ZH – E como promover a pesquisa?
Mercadante – O Ciência sem Fronteiras vai dar um salto com a parceria com grandes universidades. E como a crise na Zona do Euro é grande, há muitos talentos dispostos a vir para o Brasil. Nós temos de criar estruturas para receber esses pesquisadores, que hoje estão engessadas. Foram 20 anos de uma diáspora de cérebros. Seremos um ímã de atração.
ZH – Como fica o MEC se o senhor for candidato ao governo de São Paulo ou for para a Casa Civil, como se comenta?
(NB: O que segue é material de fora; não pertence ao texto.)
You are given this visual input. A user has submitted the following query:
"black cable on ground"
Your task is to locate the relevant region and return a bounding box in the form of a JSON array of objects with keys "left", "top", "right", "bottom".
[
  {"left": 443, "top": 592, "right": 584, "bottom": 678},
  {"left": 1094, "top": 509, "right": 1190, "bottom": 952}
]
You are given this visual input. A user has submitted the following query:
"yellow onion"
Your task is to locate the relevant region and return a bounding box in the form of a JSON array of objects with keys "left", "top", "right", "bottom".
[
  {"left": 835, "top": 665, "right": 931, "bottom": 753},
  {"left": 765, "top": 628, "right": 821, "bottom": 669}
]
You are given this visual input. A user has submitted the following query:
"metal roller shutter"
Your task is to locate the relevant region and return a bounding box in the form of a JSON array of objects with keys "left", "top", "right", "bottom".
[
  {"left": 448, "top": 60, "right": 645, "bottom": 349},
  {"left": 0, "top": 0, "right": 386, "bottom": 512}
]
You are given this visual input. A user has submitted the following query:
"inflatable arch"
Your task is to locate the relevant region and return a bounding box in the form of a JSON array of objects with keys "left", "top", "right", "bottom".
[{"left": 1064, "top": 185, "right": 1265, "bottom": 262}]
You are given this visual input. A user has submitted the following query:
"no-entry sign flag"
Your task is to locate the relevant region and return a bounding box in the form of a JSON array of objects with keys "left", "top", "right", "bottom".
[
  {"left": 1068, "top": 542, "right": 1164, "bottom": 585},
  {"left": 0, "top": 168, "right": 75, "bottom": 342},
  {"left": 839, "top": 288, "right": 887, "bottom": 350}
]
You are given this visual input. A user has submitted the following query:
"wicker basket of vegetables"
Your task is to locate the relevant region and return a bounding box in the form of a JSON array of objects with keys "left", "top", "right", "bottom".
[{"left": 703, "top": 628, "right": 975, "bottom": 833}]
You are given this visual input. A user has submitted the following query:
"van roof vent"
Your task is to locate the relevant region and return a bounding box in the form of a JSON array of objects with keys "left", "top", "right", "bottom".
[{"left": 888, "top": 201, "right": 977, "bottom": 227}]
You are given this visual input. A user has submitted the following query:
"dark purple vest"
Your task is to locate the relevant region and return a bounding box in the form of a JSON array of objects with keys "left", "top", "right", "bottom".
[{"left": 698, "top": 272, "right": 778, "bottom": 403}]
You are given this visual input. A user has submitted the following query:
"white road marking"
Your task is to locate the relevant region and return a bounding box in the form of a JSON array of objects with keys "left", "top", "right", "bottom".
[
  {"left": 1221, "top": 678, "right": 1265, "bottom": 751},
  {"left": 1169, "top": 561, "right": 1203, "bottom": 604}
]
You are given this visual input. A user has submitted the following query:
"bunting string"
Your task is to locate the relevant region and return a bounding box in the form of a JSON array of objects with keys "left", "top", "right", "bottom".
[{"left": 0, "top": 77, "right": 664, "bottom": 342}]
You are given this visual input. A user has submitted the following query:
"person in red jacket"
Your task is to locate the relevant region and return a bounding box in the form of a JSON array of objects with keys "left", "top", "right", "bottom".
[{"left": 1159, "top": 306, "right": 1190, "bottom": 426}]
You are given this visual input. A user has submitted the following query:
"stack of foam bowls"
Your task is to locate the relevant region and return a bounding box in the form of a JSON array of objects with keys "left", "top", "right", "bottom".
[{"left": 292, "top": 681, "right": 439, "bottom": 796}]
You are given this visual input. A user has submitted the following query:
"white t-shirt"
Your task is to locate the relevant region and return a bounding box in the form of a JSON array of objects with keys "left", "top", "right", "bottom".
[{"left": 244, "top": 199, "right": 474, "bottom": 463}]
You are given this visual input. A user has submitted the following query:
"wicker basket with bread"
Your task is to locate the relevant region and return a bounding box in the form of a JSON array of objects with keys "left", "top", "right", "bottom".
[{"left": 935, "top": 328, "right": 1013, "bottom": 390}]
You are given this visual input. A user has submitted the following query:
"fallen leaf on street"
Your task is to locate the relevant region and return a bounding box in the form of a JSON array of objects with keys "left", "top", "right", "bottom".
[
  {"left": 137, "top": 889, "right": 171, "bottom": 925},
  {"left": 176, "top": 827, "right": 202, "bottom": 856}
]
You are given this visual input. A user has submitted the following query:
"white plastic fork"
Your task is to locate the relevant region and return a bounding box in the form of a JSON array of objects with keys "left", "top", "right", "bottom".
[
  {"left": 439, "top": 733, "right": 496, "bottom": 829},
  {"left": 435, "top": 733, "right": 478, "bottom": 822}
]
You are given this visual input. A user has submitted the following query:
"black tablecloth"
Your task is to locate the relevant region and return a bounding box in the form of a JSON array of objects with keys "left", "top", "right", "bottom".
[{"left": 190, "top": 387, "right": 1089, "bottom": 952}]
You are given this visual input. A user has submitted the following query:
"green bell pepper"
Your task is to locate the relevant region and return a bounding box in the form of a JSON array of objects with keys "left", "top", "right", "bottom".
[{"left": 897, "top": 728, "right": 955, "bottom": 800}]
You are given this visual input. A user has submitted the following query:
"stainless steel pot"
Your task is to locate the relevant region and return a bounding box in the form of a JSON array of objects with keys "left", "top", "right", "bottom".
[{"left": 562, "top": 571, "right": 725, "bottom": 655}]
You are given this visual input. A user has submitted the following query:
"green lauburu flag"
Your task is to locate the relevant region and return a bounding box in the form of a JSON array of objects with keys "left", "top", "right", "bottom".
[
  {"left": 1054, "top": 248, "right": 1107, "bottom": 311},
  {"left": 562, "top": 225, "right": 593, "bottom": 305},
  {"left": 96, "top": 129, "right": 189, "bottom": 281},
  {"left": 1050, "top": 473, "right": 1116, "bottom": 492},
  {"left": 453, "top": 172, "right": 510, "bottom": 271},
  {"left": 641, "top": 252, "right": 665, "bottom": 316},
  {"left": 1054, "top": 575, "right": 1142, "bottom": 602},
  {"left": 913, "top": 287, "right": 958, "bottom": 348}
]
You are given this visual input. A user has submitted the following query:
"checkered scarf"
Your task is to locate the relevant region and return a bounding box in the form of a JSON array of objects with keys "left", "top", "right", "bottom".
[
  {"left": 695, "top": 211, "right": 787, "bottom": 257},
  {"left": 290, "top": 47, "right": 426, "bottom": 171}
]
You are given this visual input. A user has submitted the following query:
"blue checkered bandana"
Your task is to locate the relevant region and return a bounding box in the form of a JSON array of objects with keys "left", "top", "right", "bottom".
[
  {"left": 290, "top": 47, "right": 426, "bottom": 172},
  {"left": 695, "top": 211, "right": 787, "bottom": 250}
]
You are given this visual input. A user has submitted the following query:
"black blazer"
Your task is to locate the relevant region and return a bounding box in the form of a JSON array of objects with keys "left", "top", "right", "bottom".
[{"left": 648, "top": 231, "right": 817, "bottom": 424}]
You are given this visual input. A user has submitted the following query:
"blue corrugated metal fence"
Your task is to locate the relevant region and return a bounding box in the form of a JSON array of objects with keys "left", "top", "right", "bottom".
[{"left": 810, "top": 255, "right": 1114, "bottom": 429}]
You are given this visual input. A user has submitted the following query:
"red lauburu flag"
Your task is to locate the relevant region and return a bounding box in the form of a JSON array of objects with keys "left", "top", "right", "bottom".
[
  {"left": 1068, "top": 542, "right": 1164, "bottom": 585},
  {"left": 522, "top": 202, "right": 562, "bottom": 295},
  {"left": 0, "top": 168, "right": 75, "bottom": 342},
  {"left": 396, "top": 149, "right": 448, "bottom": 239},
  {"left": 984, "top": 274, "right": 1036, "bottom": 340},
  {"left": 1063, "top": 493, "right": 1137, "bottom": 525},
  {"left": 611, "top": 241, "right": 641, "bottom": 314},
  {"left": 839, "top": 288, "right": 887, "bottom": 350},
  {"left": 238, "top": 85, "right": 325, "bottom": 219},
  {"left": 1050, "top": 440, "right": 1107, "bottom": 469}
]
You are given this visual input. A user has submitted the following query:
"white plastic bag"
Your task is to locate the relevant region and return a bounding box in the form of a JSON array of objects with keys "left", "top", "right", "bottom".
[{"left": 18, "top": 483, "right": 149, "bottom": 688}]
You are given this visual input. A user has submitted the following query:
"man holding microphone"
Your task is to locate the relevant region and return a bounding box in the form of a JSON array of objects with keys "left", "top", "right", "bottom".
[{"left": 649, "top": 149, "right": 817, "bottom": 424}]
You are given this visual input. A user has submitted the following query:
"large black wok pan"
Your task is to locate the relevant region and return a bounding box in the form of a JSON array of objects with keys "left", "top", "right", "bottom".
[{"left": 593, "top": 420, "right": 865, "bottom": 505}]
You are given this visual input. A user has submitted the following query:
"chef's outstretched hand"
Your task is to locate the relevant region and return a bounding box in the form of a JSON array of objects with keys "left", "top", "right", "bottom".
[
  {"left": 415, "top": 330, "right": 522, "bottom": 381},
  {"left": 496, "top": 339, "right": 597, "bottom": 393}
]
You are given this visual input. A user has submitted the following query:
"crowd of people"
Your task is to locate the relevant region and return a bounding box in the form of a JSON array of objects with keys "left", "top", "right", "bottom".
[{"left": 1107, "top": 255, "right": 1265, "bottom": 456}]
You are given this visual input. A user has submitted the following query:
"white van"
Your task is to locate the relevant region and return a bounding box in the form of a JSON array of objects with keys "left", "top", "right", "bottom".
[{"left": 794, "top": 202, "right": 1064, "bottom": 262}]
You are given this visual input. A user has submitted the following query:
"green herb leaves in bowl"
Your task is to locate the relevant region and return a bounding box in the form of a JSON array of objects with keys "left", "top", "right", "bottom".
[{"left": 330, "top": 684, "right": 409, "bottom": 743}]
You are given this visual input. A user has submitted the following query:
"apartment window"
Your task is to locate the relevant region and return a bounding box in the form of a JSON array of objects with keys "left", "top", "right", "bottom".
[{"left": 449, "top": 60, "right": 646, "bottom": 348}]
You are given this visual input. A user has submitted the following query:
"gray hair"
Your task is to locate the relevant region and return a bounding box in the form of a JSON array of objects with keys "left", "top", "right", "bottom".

Mercadante – Não existe nenhuma chance de eu ser candidato nessa eleição. O partido foi avisado. O presidente Lula foi avisado. Eu falei que faria o que fosse melhor para a presidenta Dilma e o melhor é eu continuar no governo. É o que ela acha e é o que eu farei. Acho que não tem nada mais honroso do que ser ministro da Educação de um país. É o maior desafio que nós temos, é o que eu estou fazendo. Agora, se eu vou ocupar alguma outra função no governo, não adianta perguntar para mim. Vocês perguntem para a presidenta Dilma que eu tenho certeza que ela vai contar (risos).
DEFASAGEM NO Ensino médio
Em 2011, foram reprovados 13,1% dos Alunos de Ensino médio no Brasil, e outros 9,5% abandonaram a Escola. O 1º ano do EM registrou a maior proporção de reprovações, com 18%.
FALTA DE Professores
Uma pesquisa da Universidade de São Paulo (USP) constatou que 48% dos acadêmicos de Matemática e 52% dos estudantes de Física da instituição não desejavam ou tinham dúvidas sobre seguir a carreira de Professor.
PISO
Alguns Estados, incluindo o RS, discordam do indexador usado para calcular o reajuste anual do piso, que hoje está em R$ 1.567
VERBAS PARA A Educação
Projeto de lei enviado ao Congresso pela presidente Dilma Rousseff que destina 100% dos royalties do petróleo e 50% do Fundo Social extraído da camada pré-sal para o financiamento da Educação foi incorporado ao texto do Plano Nacional da Educação (PNE) – que prevê aplicação, até 2020, de 10% do Produto Interno Bruto (PIB) na Educação.